Laporan reporter Tribunnews.com Fahdi Fahlevi
TRIBUNNEWS.COM, JAKARTA – Ribuan buruh meminta untuk ikut serta dalam penyusunan rancangan peraturan Menteri Kesehatan (RPMK) yang merupakan aturan turunan dari Peraturan Pemerintah (PP) Nomor 28 Tahun 2024.
Kebijakan ini dinilai mendorong kemasan rokok tidak bermerek.
Sekretaris Federasi Serikat Pekerja Tembakau Makanan Minuman Rokok Indonesia (FSP RTMM-SPSI) Kudus, Agus Purnomo, menilai aturan ini hanya akan menambah angka pemutusan hubungan kerja (PHK) yang terjadi di Indonesia, dalam hal ini industri hasil tembakau.
Ia meminta pemerintah mencabut PP 28/2024 dan menghapuskan RMPK.

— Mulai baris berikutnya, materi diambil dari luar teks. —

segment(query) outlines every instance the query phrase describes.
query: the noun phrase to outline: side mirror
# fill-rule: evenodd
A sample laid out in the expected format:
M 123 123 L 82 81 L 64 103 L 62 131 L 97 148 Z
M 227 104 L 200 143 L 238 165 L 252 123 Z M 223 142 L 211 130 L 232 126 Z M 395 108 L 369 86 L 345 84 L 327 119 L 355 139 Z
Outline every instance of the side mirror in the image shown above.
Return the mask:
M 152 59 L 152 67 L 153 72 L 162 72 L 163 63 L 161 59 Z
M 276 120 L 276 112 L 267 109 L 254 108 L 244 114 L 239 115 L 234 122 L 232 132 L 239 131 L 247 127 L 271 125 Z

“Hari ini banyak yang kena PHK, jangan buat regulasi yang memberatkan kami. Tolong hentikan kami, kami juga punya hak, jangan sampai pekerjaan yang menunjang kami diambil,” kata Agus dalam keterangan tertulisnya. , Selasa (22/10/2024).
Agus mengatakan, jika PP 28/2024 dan RMPK terus berlanjut tanpa melibatkan pekerja tembakau dan pihak-pihak yang terlibat dalam industri hasil tembakau, maka demonstrasi akan semakin besar.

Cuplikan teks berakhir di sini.